A basic tutorial on using Imitation learning and Reinforcement learning for driving the MuSHR car
Intermediate Tutorial | Expected duration is 90 minutes
By: Sidharth Talia
Deep learning is part of a broader family of machine learning methods based on artificial neural networks with representation learning. Learning can be supervised, semi-supervised or unsupervised. In this tutorial, we’ll see how to get started with applying imitation learning as well as reinforcement learning to the MuSHR car through the use of a modified simulator developed by the DIYRobcars community, named Donkey Simulator.
This tutorial will help you get familiar with the framework developed for creating, training and testing the neural network models in the modified driving simulator.
In order to successfully complete this tutorial you will need:
- Familiarity with python
- Python version >= 3.6 (the dependency screeninfo doesn’t work well with python<3.6), pip version >= 20, setuptools >=44
- Pytorch. For installing PyTorch, follow the instructions on this link. You’ll have to select the options that match the configuration of your computer. For example, if you have a Windows computer with CUDA NOT enabled, you’d pick :
If you have CUDA enabled, you’d pick the option for the CUDA version you have installed on your computer.

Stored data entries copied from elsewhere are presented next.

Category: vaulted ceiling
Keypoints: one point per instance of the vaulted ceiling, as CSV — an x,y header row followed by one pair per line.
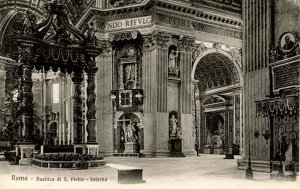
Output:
x,y
215,70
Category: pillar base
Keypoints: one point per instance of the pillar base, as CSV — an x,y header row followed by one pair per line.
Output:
x,y
92,149
162,153
130,147
147,153
191,152
27,152
80,148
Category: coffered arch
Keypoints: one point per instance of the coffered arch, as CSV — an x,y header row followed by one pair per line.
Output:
x,y
216,68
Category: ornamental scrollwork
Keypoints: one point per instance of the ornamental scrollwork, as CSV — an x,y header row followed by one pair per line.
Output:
x,y
162,39
186,43
149,42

Copy the highlighted command and paste it in the terminal/cmd and hit enter. (use pip3 instead of pip if you have python 2.x and 3.x on the same system)

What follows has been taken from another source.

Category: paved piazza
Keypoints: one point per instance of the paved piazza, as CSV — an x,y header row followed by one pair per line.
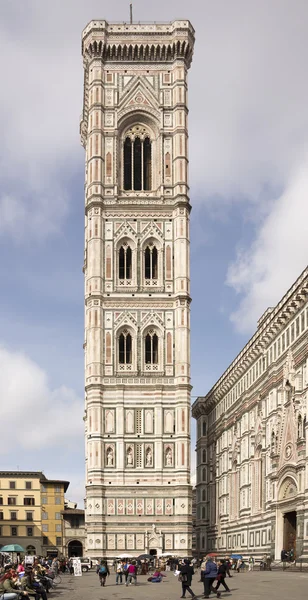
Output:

- Git installed. Refer to this ‘link’ for installation instructions. Follow the instructions for the type of OS you have.
- A system with a minimum of 8 Gigabytes of RAM, preferably with the GPU enabled.
It is advised to use a GPU enabled machine for running the models, as the inference time for the models can be high when running on CPU, which may lead to control related issues when actually using the model to drive the car.
Setting up the environment
- Downloading the simulator: Download the precompiled binary for the simulator from these links: Windows, Linux, Mac OS. Extract it into the home directory (or wherever you prefer to extract it, just remember where you extract it) and rename it to “DonkeySim”. Within the extracted folder, you should see the following contents(for Linux. In windows, you’ll see a donkey_sim.exe instead and find .dll instead of .so, but the overall contents will be the same)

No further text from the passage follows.